This project explores the effectiveness of different sampling techniques for creating a balanced dataset for a machine learning model. The dataset used is initially unbalanced, so random over-sampling and under-sampling techniques are used to create a balanced dataset. Five different sampling techniques are then applied to this balanced dataset, and the accuracies of the resulting samples are compared using five different machine learning models.

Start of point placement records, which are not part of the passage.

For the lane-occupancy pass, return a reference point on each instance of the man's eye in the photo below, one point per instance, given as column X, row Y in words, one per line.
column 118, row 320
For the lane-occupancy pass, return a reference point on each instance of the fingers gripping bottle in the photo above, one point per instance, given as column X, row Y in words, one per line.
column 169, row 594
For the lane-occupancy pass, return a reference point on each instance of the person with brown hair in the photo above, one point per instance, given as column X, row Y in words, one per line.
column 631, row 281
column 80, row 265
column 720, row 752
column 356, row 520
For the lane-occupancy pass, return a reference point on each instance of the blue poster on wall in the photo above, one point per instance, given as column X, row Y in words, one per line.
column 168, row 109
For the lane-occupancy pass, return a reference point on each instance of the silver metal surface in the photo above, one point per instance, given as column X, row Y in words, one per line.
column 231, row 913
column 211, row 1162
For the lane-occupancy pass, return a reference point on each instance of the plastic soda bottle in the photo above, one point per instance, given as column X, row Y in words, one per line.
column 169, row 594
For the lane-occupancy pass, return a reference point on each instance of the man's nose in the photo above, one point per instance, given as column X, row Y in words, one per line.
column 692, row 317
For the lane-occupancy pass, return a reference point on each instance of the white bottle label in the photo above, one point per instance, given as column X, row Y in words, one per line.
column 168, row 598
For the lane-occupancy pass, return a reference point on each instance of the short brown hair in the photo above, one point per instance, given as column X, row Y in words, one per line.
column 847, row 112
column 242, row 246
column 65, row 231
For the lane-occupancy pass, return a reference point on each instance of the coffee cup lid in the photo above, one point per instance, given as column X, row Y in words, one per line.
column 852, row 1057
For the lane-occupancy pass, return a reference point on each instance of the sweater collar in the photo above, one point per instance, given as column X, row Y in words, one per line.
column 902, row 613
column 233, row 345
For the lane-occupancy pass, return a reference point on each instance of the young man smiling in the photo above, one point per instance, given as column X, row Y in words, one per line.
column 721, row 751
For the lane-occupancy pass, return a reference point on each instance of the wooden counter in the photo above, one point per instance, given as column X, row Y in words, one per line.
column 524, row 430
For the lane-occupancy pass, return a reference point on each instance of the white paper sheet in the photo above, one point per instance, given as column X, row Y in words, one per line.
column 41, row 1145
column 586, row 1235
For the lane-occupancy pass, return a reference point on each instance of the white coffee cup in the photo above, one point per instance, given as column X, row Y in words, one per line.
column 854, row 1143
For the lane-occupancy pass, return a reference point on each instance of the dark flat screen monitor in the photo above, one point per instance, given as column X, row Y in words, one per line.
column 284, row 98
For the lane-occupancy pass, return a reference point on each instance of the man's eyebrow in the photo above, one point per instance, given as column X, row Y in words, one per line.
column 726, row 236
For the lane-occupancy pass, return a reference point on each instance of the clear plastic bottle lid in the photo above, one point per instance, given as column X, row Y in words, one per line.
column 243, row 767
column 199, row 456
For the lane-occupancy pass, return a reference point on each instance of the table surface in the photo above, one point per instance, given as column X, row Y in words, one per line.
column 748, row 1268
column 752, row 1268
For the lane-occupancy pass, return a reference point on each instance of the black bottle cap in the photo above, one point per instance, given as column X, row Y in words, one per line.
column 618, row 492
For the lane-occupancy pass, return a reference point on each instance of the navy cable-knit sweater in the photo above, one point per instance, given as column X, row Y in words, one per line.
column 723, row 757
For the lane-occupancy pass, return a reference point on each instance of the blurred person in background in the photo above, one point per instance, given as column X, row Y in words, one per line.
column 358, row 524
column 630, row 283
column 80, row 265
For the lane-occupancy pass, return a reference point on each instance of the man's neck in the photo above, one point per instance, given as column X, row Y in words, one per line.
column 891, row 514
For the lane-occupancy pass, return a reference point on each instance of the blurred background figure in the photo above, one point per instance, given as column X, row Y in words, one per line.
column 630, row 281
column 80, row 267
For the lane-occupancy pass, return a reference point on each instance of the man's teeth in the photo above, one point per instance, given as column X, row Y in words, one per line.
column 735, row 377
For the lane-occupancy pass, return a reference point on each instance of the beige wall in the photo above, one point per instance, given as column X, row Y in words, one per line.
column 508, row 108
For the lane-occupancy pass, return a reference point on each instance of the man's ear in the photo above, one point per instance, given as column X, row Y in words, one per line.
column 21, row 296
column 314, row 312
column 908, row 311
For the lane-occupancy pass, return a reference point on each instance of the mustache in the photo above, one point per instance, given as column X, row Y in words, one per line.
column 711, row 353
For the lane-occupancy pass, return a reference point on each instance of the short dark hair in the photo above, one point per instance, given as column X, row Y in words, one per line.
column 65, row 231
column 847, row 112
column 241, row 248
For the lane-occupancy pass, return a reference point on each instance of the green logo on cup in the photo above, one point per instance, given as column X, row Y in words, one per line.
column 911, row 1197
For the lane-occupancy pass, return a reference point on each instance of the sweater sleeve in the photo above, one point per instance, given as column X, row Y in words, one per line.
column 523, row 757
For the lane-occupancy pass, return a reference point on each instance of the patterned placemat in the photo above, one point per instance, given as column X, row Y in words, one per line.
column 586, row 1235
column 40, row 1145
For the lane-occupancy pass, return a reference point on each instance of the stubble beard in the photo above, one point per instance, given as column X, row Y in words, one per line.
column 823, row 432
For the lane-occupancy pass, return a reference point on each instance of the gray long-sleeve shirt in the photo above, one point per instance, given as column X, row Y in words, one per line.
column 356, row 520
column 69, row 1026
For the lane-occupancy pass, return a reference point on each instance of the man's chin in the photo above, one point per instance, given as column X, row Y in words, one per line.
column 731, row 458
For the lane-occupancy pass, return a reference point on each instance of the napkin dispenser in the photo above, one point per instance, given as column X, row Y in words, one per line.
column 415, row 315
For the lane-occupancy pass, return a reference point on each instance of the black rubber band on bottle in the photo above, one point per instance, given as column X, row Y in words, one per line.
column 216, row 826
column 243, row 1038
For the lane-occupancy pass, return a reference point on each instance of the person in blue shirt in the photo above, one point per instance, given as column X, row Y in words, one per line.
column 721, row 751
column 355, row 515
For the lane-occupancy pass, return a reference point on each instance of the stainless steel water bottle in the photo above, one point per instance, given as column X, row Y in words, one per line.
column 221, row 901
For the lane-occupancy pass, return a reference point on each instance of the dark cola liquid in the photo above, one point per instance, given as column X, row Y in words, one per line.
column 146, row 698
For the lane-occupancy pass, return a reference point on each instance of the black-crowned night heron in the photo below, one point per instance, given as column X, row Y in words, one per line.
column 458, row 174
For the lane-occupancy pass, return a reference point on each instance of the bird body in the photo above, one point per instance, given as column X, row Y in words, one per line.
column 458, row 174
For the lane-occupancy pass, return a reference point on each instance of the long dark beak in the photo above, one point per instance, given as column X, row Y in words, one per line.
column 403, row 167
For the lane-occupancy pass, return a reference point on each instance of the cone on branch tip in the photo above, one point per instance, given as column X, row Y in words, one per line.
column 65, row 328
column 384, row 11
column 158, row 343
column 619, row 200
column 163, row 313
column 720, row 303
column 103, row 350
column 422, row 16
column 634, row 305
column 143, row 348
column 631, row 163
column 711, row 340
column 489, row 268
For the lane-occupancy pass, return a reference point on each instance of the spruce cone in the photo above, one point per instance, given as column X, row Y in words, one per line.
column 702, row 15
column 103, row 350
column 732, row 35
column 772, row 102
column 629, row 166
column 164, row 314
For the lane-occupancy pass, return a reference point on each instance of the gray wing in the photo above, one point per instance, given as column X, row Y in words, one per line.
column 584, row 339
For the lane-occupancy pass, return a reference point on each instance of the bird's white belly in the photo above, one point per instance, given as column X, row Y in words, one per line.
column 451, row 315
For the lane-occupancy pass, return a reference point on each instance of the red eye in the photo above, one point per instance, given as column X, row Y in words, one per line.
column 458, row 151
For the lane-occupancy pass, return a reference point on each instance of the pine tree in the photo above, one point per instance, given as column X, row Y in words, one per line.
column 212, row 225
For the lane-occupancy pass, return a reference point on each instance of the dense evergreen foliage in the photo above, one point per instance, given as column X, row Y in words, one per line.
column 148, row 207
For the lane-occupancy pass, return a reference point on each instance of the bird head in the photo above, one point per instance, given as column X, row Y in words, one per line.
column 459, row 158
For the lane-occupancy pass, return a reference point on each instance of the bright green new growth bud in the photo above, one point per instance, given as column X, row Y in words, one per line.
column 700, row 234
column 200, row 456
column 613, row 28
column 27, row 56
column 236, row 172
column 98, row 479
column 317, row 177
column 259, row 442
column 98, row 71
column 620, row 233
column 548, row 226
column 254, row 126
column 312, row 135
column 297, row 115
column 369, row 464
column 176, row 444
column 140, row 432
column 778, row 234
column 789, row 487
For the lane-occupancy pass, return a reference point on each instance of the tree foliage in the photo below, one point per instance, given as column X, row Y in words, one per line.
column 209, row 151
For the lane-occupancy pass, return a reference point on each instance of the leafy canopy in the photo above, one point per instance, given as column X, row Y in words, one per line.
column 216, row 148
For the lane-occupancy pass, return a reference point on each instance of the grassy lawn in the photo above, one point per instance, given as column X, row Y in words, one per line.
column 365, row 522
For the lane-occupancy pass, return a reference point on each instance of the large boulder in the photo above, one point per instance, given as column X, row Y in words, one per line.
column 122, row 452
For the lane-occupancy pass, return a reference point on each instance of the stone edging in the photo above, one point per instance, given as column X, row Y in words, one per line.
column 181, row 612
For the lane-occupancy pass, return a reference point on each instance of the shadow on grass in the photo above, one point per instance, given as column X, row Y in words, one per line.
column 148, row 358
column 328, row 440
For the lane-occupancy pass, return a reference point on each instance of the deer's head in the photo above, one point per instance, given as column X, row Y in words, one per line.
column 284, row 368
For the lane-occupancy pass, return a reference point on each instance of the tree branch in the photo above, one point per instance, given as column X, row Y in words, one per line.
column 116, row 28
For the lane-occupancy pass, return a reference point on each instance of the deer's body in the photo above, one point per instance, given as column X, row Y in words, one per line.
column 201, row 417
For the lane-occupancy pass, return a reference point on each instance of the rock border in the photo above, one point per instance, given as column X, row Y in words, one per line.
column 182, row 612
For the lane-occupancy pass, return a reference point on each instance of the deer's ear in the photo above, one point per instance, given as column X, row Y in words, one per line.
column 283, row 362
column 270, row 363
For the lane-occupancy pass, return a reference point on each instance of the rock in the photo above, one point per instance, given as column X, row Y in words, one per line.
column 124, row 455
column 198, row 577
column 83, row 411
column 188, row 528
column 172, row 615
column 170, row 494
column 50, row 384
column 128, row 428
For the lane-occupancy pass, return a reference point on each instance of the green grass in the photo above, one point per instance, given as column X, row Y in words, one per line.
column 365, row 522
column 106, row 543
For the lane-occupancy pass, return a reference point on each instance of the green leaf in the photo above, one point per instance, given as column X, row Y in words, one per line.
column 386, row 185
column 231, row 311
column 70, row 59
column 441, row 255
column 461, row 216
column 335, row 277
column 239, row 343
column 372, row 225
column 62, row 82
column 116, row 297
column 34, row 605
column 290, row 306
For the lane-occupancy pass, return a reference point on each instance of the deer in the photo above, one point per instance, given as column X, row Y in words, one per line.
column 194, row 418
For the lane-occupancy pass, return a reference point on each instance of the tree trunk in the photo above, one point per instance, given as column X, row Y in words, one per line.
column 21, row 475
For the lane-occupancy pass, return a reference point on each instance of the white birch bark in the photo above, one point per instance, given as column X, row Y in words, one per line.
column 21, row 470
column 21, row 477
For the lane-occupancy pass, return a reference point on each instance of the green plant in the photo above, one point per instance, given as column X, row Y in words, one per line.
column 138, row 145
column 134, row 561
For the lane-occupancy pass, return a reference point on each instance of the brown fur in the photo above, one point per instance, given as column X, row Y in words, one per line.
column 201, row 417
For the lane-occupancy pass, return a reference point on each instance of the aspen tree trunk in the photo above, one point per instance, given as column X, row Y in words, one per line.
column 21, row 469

The following five sampling techniques were used in this project:
-
Simple Random Sampling: A basic sampling technique where each data point in the dataset has an equal probability of being selected in the sample.
-
Stratified Sampling: A sampling technique where the population is divided into subgroups (strata) based on a specific characteristic, and samples are taken from each stratum in proportion to the population.
-
Systematic Sampling: A sampling technique where every nth element in the population is selected for the sample, with n being a fixed interval.
-
Cluster Sampling: A sampling technique where the population is divided into clusters, and a sample of clusters is randomly selected. Then, all members of the selected clusters are included in the sample.
-
Convenience Sampling: A non-probability sampling technique where the sample is chosen based on its convenience to the researcher.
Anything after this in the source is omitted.